Glifosate sì, glifosate no. L'attenzione mediatica a cui l'agrofarmaco è sottoposto da qualche tempo e il recente decreto del ministero della Salute che revoca l'autorizzazione all'immissione in commercio dei prodotti fitosanitari contenenti glifosato con il coformulante Ammina di sego polietossilata (n. CAS 61791- 26-2) a partire dal 22 novembre 2016 e il loro impiego a partire dal 22 febbraio 2017, spingono a fare qualche riflessione e a chiedersi se sia possibile sostituire il prodotto con altri, oppure adottare tecniche agronomiche che ne rendano meno indispensabile l'uso.

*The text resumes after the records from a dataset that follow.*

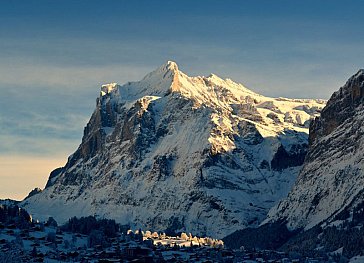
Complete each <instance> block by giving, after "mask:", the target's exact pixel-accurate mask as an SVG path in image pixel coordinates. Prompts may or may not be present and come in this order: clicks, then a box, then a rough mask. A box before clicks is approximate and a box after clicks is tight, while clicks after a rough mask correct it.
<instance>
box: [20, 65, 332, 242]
mask: <svg viewBox="0 0 364 263" xmlns="http://www.w3.org/2000/svg"><path fill="white" fill-rule="evenodd" d="M324 104H325V101H323V100H307V99H305V100H295V99H285V98H268V97H264V96H262V95H259V94H256V93H254V92H252V91H251V90H249V89H247V88H245V87H244V86H243V85H241V84H238V83H235V82H233V81H232V80H230V79H225V80H223V79H221V78H219V77H217V76H216V75H213V74H211V75H210V76H208V77H189V76H187V75H186V74H184V73H183V72H181V71H180V70H179V69H178V66H177V64H176V63H174V62H171V61H168V62H167V63H166V64H165V65H162V66H161V67H160V68H158V69H157V70H155V71H153V72H151V73H149V74H148V75H146V76H145V77H144V78H143V79H142V80H141V81H138V82H129V83H126V84H125V85H123V86H119V85H117V84H115V83H112V84H106V85H103V86H102V88H101V94H100V97H99V98H98V99H97V105H96V109H95V111H94V113H93V114H92V116H91V119H90V121H89V123H88V124H87V126H86V127H85V129H84V136H83V138H82V143H81V145H80V146H79V148H78V149H77V150H76V152H75V153H74V154H72V155H71V156H70V157H69V159H68V162H67V163H66V165H65V166H64V167H62V168H59V169H56V170H54V171H53V172H52V173H51V174H50V177H49V180H48V182H47V185H46V188H45V189H44V190H43V191H42V192H41V193H39V194H36V195H34V196H31V197H29V198H28V199H26V200H24V202H23V203H22V205H23V206H25V207H26V209H27V210H28V211H30V212H31V213H32V214H33V216H34V217H39V218H46V217H48V216H53V217H55V218H56V219H57V220H58V221H65V220H67V219H68V218H69V217H70V216H81V215H89V214H97V215H100V216H105V217H108V218H114V219H116V220H117V221H120V222H122V223H130V224H131V225H132V226H135V227H142V228H143V229H146V228H151V229H153V230H158V231H164V230H170V231H189V232H193V233H196V234H202V235H210V236H214V237H223V236H225V235H226V234H228V233H230V232H233V231H234V230H236V229H241V228H243V227H246V226H254V225H257V224H259V223H260V222H261V221H262V220H263V218H264V217H265V215H266V213H267V211H268V210H269V209H270V208H271V207H272V206H273V205H274V204H275V203H276V202H277V201H278V200H279V199H280V198H282V197H284V196H285V195H286V194H287V192H288V190H289V189H290V187H291V185H292V184H293V182H294V180H295V179H296V175H297V174H298V171H299V169H300V167H301V165H302V163H303V160H304V156H305V154H306V150H307V145H308V126H309V122H310V120H311V119H312V118H313V117H315V116H318V115H319V112H320V110H321V108H322V107H323V106H324Z"/></svg>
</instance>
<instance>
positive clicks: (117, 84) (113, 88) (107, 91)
mask: <svg viewBox="0 0 364 263" xmlns="http://www.w3.org/2000/svg"><path fill="white" fill-rule="evenodd" d="M117 87H118V84H117V83H108V84H104V85H102V86H101V96H105V95H106V94H109V93H111V92H112V91H114V90H115V89H116V88H117Z"/></svg>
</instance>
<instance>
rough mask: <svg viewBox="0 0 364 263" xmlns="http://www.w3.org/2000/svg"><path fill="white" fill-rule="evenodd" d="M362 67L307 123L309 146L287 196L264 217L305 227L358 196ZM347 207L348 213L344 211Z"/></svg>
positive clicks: (362, 201)
mask: <svg viewBox="0 0 364 263" xmlns="http://www.w3.org/2000/svg"><path fill="white" fill-rule="evenodd" d="M363 123H364V71H363V70H360V71H359V72H358V73H357V74H355V75H354V76H352V77H351V78H350V79H349V80H348V81H347V83H346V84H345V85H344V86H343V87H342V88H340V90H339V91H337V92H335V93H334V94H333V95H332V96H331V98H330V100H329V101H328V103H327V105H326V106H325V108H324V109H323V110H322V112H321V116H320V117H317V118H316V119H315V120H314V121H313V122H311V125H310V136H309V142H310V147H309V151H308V154H307V156H306V160H305V163H304V165H303V168H302V171H301V172H300V175H299V176H298V179H297V182H296V183H295V185H294V187H293V189H292V190H291V192H290V193H289V195H288V197H287V198H286V199H284V200H283V201H282V202H280V203H279V204H278V205H277V206H276V207H275V208H273V209H272V210H271V211H270V212H269V216H268V219H267V221H276V220H282V219H283V220H287V222H288V226H289V227H290V228H293V229H295V228H300V227H304V228H310V227H312V226H314V225H316V224H318V223H320V222H321V221H323V220H326V219H330V218H335V215H337V214H339V213H340V212H341V211H343V210H346V211H349V212H350V211H351V210H353V209H354V208H355V207H356V206H358V205H361V203H362V202H363V198H364V187H363V185H364V157H363V149H364V127H363ZM349 212H348V214H349Z"/></svg>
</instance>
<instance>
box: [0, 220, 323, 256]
mask: <svg viewBox="0 0 364 263" xmlns="http://www.w3.org/2000/svg"><path fill="white" fill-rule="evenodd" d="M97 238H99V237H96V239H97ZM104 242H106V243H104V244H102V243H101V244H100V242H98V241H97V240H96V242H95V240H93V237H90V235H83V234H79V233H70V232H64V231H61V230H60V228H59V227H55V226H51V225H47V224H44V223H39V222H37V223H34V225H33V226H32V227H31V228H29V229H19V228H18V227H17V226H16V225H14V224H10V225H4V224H2V223H0V251H1V254H0V261H1V262H50V263H53V262H103V263H107V262H110V263H111V262H231V263H233V262H247V263H250V262H282V263H288V262H292V263H294V262H310V263H314V262H320V260H317V259H311V260H307V259H306V260H305V261H299V260H292V259H290V258H288V255H287V254H286V253H282V252H275V251H269V250H266V251H257V252H252V251H250V252H248V251H244V250H242V249H241V250H230V249H226V248H224V245H223V242H222V241H221V240H213V239H211V238H198V237H192V235H190V234H189V235H187V234H185V233H182V234H181V236H177V237H171V236H166V235H165V234H158V233H156V232H154V233H151V232H150V231H146V232H145V233H144V232H142V231H139V230H136V231H131V230H127V231H126V233H125V234H124V233H123V232H122V233H117V235H116V237H113V238H108V239H106V240H104ZM96 243H97V244H96Z"/></svg>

A sgombrare il campo da ogni dubbio ci pensa Aldo Ferrero, docente di Agronomia e coltivazioni erbacee all’Università di Torino, che abbiamo interpellato per capire come la ricerca si sta muovendo sul fronte della gestione delle malerbe, questione particolarmente delicata quando si pratica l’agricoltura conservativa e in particolare la semina su sodo. «Per ora non esiste una valida alternativa al glifosate - afferma il docente - questo è un grosso problema soprattutto per l'agricoltura conservativa. Abbiamo prodotti che gestiscono le graminacee, altri disseccanti, ma nessuno capace di agire su tutte le infestanti insieme in modo definitivo. L’acido pelargonico è una soluzione che dà meno problemi dal punto di vista ambientale, ma servono dosi molto elevate perché sia efficace (150-170 litri/ha) e i costi sono nettamente superiori al glifosate».
Alternare le lavorazioni
Ferrero abbozza una possibilità per tenere a bada le malerbe nei campi non sottoposti ad aratura, cioè una gestione variabile dei terreni: «La non lavorazione dovrebbe durare massimo due anni, poi si dovrebbero alternare due anni di minimum tillage e poi di nuovo la non lavorazione, così da poter controllare meglio soprattutto le infestanti poliennali o perennanti. La minima lavorazione – continua il docente – è anche in grado di garantire un maggior equilibrio tra le malerbe, cioè diversità di specie e un numero contenuto di individui, mentre il no tillage tende a far sparire alcune tipologie a scapito di altre che poi diventano più numerose e coriacee da combattere».
A questo proposito, in Piemonte è stato fatto uno studio di 16 anni con l'alternanza tra lavorazioni: per 4 anni si è praticato il minimum tillage, per i successivi 4 la non lavorazione e per altri 4 di nuovo la minima. I risultati hanno mostrato che il minimum tillage è il compromesso migliore per la gestione delle infestanti, proprio perché mantiene l'equilibrio descritto da Ferrero.